I have the following pandas dataframe:
import pandas as pd
df = pd.DataFrame({"id": [1,2,3], "items": [('a', 'b'), ('a', 'b', 'c'), tuple('d')]}
>print(df)
id items
0 1 (a, b)
1 2 (a, b, c)
2 3 (d,)
After registering my GCP/BQ credentials in the normal way...
os.environ["GOOGLE_APPLICATION_CREDENTIALS"] = "path_to_my_creds.json"
... I try to export it to a BQ table:
import pandas_gbq
pandas_gbq.to_gbq(df, "my_table_name", if_exists="replace")
but I keep getting the following error:
Traceback (most recent call last):
File "<string>", line 4, in <module>
File "/Users/max.epstein/opt/anaconda3/envs/rec2env/lib/python3.7/site-packages/pandas_gbq/gbq.py", line 1205, in to_gbq
...
File "/Users/max.epstein/opt/anaconda3/envs/rec2env/lib/python3.7/site-packages/google/cloud/bigquery/_pandas_helpers.py", line 342, in bq_to_arrow_array
return pyarrow.Array.from_pandas(series, type=arrow_type)

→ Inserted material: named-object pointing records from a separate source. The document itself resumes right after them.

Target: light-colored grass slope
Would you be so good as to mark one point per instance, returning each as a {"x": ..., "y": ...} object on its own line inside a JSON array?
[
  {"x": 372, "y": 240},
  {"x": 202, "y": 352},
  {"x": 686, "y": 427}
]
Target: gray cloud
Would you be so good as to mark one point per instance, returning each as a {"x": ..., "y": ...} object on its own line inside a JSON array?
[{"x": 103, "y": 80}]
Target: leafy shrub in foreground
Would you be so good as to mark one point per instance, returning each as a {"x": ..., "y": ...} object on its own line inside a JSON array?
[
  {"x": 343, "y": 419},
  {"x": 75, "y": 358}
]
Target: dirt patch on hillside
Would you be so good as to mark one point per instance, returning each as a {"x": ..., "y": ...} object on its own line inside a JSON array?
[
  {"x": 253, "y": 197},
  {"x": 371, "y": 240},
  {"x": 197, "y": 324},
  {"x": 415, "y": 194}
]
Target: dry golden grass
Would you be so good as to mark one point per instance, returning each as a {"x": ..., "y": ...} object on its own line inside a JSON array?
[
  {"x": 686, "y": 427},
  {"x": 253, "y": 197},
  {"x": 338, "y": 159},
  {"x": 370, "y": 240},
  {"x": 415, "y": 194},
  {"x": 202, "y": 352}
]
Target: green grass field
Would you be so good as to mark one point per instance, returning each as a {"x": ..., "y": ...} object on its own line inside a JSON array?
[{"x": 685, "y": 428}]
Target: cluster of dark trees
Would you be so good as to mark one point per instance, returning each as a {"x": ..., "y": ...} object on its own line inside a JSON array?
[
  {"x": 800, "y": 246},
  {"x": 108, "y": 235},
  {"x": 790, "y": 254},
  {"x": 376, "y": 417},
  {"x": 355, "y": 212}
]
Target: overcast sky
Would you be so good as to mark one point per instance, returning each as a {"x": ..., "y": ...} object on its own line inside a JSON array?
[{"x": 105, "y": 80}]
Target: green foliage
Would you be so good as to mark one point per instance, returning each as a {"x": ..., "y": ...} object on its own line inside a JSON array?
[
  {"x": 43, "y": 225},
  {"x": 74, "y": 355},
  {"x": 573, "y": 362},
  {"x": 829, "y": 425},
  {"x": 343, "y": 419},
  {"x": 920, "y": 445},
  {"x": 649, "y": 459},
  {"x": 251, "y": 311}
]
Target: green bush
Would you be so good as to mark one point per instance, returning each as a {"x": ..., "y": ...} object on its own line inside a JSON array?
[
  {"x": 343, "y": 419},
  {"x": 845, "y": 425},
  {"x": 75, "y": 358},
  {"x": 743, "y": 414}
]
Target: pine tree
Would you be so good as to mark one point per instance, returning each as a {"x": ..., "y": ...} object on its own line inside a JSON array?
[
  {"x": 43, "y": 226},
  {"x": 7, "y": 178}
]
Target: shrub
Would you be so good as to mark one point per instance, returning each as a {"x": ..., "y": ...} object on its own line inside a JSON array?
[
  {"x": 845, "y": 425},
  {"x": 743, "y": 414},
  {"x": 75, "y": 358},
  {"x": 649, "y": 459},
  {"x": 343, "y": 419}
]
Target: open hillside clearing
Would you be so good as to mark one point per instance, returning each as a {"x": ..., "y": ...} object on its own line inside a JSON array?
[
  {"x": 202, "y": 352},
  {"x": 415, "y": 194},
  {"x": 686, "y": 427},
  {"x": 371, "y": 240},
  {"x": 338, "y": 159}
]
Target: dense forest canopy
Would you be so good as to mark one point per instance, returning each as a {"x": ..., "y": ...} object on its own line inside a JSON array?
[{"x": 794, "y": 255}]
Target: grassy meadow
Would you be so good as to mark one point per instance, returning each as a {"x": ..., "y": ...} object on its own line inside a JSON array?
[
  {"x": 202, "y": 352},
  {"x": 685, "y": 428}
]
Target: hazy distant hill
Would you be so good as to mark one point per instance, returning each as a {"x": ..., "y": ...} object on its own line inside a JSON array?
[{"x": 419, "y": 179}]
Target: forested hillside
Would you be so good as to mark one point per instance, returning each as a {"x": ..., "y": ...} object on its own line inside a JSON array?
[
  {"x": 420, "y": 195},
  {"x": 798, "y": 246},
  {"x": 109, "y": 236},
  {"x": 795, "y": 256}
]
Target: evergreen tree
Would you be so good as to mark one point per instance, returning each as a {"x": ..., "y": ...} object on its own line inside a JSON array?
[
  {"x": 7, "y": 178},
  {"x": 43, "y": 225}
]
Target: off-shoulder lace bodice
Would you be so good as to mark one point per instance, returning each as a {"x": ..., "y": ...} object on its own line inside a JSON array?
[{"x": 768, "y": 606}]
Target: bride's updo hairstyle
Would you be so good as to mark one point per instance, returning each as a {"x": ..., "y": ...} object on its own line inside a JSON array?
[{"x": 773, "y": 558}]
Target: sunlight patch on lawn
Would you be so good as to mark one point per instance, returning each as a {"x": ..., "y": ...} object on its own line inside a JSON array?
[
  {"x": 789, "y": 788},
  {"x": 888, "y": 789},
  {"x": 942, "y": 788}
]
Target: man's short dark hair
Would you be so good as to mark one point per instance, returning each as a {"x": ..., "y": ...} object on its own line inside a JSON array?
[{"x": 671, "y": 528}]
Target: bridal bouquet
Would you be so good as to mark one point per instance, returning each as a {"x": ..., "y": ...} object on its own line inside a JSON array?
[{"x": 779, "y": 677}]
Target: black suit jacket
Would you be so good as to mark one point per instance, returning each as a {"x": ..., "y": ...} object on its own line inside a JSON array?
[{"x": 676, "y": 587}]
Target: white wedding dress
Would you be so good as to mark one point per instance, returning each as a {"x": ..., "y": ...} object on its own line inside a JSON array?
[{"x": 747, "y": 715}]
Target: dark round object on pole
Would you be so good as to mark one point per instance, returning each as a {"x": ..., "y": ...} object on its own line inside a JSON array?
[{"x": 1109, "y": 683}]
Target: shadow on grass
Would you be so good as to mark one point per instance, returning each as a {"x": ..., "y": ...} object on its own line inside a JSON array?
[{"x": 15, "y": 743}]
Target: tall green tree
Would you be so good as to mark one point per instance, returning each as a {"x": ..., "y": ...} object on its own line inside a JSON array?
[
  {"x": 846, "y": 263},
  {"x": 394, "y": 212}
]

File "pyarrow/array.pxi", line 915, in pyarrow.lib.Array.from_pandas
File "pyarrow/array.pxi", line 312, in pyarrow.lib.array
File "pyarrow/array.pxi", line 83, in pyarrow.lib._ndarray_to_array
File "pyarrow/error.pxi", line 122, in pyarrow.lib.check_status
pyarrow.lib.ArrowTypeError: Expected bytes, got a 'tuple' object
I have tried converting the tuple column to string with df = df.astype({"items":str})
and adding a table_schema
param to the pandas_gbq.to_gbq...
line but I keep getting this same error.
I have also tried replacing the pandas_gbq.to_gbq...
line with the bq_client.load_table_from_dataframe
method described here but still get the same pyarrow.lib.ArrowTypeError: Expected bytes, got a 'tuple' object
error...